The United States has proposed new tariffs on Brazilian exports that could reach a total of 37.5% [1].
These measures signal a potential escalation in trade tensions between the two largest economies in the Americas. The outcome could significantly alter the flow of Brazilian goods into the U.S. market, and impact bilateral economic relations.
Economist Lucinda Pinto of CNN Brasil said the potential total tariff on Brazilian exports could reach 37.5% [1]. This figure combines an initial rate with an additional 12.5% [1]. Other analyses indicate a round of possible taxations could be as high as 25% [1].
Despite these projections, some Brazilian officials suggest the impact may not be entirely negative.

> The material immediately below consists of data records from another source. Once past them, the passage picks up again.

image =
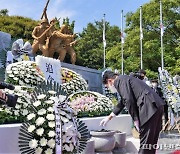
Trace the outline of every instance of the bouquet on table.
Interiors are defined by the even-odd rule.
[[[70,107],[78,112],[79,117],[108,115],[113,107],[109,98],[91,91],[71,94],[67,101]]]

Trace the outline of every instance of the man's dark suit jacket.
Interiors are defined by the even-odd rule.
[[[126,106],[133,120],[139,120],[140,126],[165,104],[152,88],[135,77],[120,75],[114,81],[114,86],[121,96],[121,101],[114,108],[113,113],[118,115]]]

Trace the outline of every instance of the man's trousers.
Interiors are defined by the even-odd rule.
[[[156,113],[143,126],[140,126],[139,154],[155,154],[159,132],[162,129],[163,112],[164,106],[159,107]]]

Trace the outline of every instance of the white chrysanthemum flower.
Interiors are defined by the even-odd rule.
[[[34,105],[35,107],[38,107],[39,105],[41,105],[41,101],[35,101],[35,102],[33,103],[33,105]]]
[[[54,139],[50,139],[47,144],[48,144],[48,146],[50,148],[54,148],[55,147],[55,140]]]
[[[29,83],[30,80],[28,80],[28,79],[26,78],[26,79],[24,79],[24,81],[25,81],[26,83]]]
[[[9,112],[9,113],[11,113],[11,112]],[[15,110],[14,115],[19,116],[19,110]]]
[[[5,112],[6,112],[6,113],[9,113],[9,114],[12,114],[10,108],[5,108]],[[17,110],[15,110],[15,111],[14,111],[14,114],[15,114],[15,115],[19,115],[19,112],[18,112]]]
[[[49,93],[49,94],[52,94],[52,95],[55,95],[57,92],[56,92],[56,91],[53,91],[53,90],[49,90],[48,93]]]
[[[66,96],[64,95],[59,95],[59,101],[63,102],[66,99]]]
[[[47,109],[49,112],[54,112],[54,109],[53,109],[53,107],[48,107],[48,109]]]
[[[35,118],[36,117],[36,115],[34,114],[34,113],[31,113],[31,114],[29,114],[28,116],[27,116],[27,119],[28,120],[31,120],[31,119],[33,119],[33,118]]]
[[[15,86],[15,90],[21,91],[21,86]]]
[[[26,77],[27,77],[27,78],[31,78],[31,75],[30,75],[30,74],[27,74]]]
[[[3,109],[3,108],[0,108],[0,111],[4,111],[4,109]]]
[[[18,72],[18,71],[14,71],[13,73],[14,73],[14,74],[19,74],[19,72]]]
[[[18,95],[18,96],[22,96],[23,94],[22,94],[21,92],[19,92],[19,93],[17,93],[16,95]]]
[[[11,70],[6,70],[6,73],[7,74],[12,74],[12,71]]]
[[[47,104],[53,104],[54,101],[53,101],[53,100],[47,100],[47,101],[45,101],[45,103],[47,103]]]
[[[34,125],[30,125],[29,127],[28,127],[28,132],[33,132],[34,130],[35,130],[35,126]]]
[[[24,85],[24,82],[19,80],[19,85]]]
[[[59,101],[58,97],[53,97],[53,96],[51,96],[49,99],[50,99],[50,100],[53,100],[53,101],[55,101],[55,102],[58,102],[58,101]]]
[[[13,75],[13,74],[9,74],[9,77],[13,78],[13,77],[14,77],[14,75]]]
[[[16,108],[16,109],[20,109],[20,108],[21,108],[21,105],[16,104],[15,108]]]
[[[17,78],[17,77],[14,77],[13,79],[14,79],[15,81],[19,80],[19,78]]]
[[[47,145],[47,139],[45,139],[44,137],[40,140],[40,145],[41,146],[46,146]]]
[[[35,151],[35,154],[41,154],[42,151],[43,151],[43,149],[40,148],[40,147],[38,147],[38,148],[36,149],[36,151]]]
[[[38,141],[35,140],[35,139],[32,139],[32,140],[29,142],[29,147],[30,147],[31,149],[35,149],[35,148],[37,147],[37,145],[38,145]]]
[[[54,121],[48,122],[48,126],[51,127],[51,128],[54,128],[55,127],[55,122]]]
[[[37,126],[40,126],[44,123],[45,119],[43,117],[39,117],[37,120],[36,120],[36,125]]]
[[[55,119],[55,116],[54,116],[54,114],[48,114],[48,115],[46,116],[46,118],[47,118],[48,120],[54,120],[54,119]]]
[[[54,131],[49,131],[49,133],[48,133],[48,136],[49,137],[54,137],[56,135],[56,133],[54,132]]]
[[[43,128],[39,128],[36,130],[36,134],[39,136],[42,136],[42,134],[44,133],[44,129]]]
[[[38,115],[44,115],[44,114],[46,114],[46,110],[45,109],[40,109],[38,111]]]
[[[26,109],[25,109],[25,110],[23,110],[22,115],[23,115],[23,116],[26,116],[27,114],[28,114],[28,110],[26,110]]]
[[[52,154],[52,153],[53,153],[52,149],[47,149],[47,150],[45,151],[45,154]]]
[[[36,69],[32,69],[32,68],[31,68],[31,71],[36,72]]]
[[[41,99],[44,99],[45,97],[46,97],[46,95],[41,94],[41,95],[37,96],[37,99],[41,100]]]
[[[25,74],[25,72],[24,72],[24,71],[20,71],[20,74],[22,74],[22,75],[23,75],[23,74]]]

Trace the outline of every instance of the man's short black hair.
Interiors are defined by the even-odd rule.
[[[115,79],[119,74],[112,71],[106,71],[103,75],[103,84],[107,84],[108,79]]]
[[[158,83],[158,79],[152,79],[151,82],[156,82],[156,83]]]
[[[142,74],[146,75],[146,71],[143,70],[143,69],[140,69],[140,70],[139,70],[139,73],[142,73]]]

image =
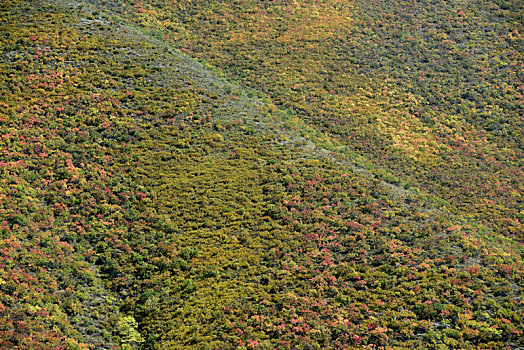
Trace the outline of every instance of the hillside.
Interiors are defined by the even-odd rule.
[[[105,4],[522,241],[521,2]]]
[[[3,1],[0,348],[524,347],[519,6]]]

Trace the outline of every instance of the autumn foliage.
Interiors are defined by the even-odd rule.
[[[523,346],[519,6],[3,1],[0,348]]]

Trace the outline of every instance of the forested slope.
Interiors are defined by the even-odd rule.
[[[0,348],[524,346],[522,105],[416,117],[335,50],[365,2],[236,4],[1,3]]]
[[[522,240],[522,2],[105,4]]]

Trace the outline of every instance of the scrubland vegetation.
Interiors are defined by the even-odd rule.
[[[0,348],[510,349],[518,1],[0,4]]]

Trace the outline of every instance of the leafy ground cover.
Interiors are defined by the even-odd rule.
[[[385,169],[389,181],[522,240],[520,2],[106,7],[269,96]]]
[[[508,155],[500,173],[480,166],[478,173],[506,181],[497,186],[509,183],[513,192],[494,197],[488,209],[461,207],[469,203],[462,195],[455,202],[439,198],[444,190],[459,191],[454,186],[461,179],[417,180],[401,172],[408,164],[402,157],[391,172],[379,167],[395,163],[377,146],[380,133],[411,140],[413,125],[422,121],[402,124],[416,104],[401,100],[391,112],[398,118],[381,126],[371,112],[393,108],[382,99],[389,85],[372,89],[378,83],[365,80],[355,63],[343,59],[339,66],[338,56],[326,53],[326,45],[336,43],[330,40],[358,28],[355,9],[304,2],[292,12],[287,3],[246,3],[258,4],[257,12],[207,4],[216,7],[199,15],[204,6],[198,2],[127,3],[131,17],[119,12],[120,19],[104,12],[120,11],[117,3],[0,5],[0,347],[523,346],[519,130],[508,126],[513,139],[492,132],[477,144],[490,155]],[[215,24],[209,16],[217,16]],[[260,18],[271,25],[249,29]],[[119,20],[139,20],[146,34]],[[198,48],[207,33],[210,46],[198,50],[219,57],[224,53],[215,51],[213,35],[226,31],[206,23],[239,28],[229,31],[238,48],[222,46],[235,55],[253,33],[259,40],[273,33],[284,40],[274,49],[287,47],[282,60],[296,66],[288,73],[283,66],[263,70],[267,77],[259,82],[248,79],[254,66],[240,61],[242,81],[253,90],[166,44],[185,35]],[[294,28],[289,38],[279,39],[280,24]],[[201,32],[192,31],[197,26]],[[270,46],[257,42],[255,48],[257,57],[273,57]],[[308,56],[315,52],[323,60]],[[299,54],[309,59],[300,61]],[[218,58],[212,62],[226,72]],[[264,62],[259,67],[271,67]],[[350,63],[346,76],[333,73]],[[304,67],[314,72],[304,73],[316,79],[311,86],[323,75],[344,86],[337,95],[319,85],[307,108],[326,112],[315,117],[296,107],[301,96],[313,95],[282,79]],[[244,79],[238,67],[227,69]],[[271,76],[274,83],[265,82]],[[363,86],[379,96],[366,96]],[[402,89],[395,96],[405,97]],[[256,97],[262,92],[269,99]],[[343,103],[355,104],[355,120],[333,112]],[[360,136],[346,139],[348,130]],[[469,136],[461,142],[473,147]],[[493,140],[506,148],[489,148]],[[420,159],[441,157],[410,154],[420,169],[426,166]],[[472,165],[465,167],[456,172]],[[422,190],[399,186],[410,183]],[[490,213],[496,213],[492,222],[482,220]]]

Vice President Geraldo Alckmin said in Brasília that a new global tariff of 15% [2] established by U.S. President Donald Trump could be beneficial to Brazil [2].
Alckmin's comments suggest that if the U.S. applies a uniform global tariff, Brazil may maintain a competitive edge over other trading partners. This perspective contrasts with the specific, higher duties projected by some analysts for Brazilian products.
The U.S. is seeking to increase duties on Brazilian products as part of a broader strategy to address trade imbalances. The discrepancy between the projected 37.5% [1] maximum and the 15% [2] global rate highlights the uncertainty regarding which specific goods will be targeted, and how the final tax structures will be implemented.
“A tarifa dos EUA ao Brasil pode chegar a 37,5%.”
The conflicting figures regarding tariffs—ranging from a 15% global rate to a 37.5% targeted rate—indicate a volatile trade environment. If Brazil is subject to specific high-rate duties, its export sector faces significant headwinds; however, a flat global tariff could theoretically shift market shares in Brazil's favor if competitors are more heavily impacted by U.S. policy.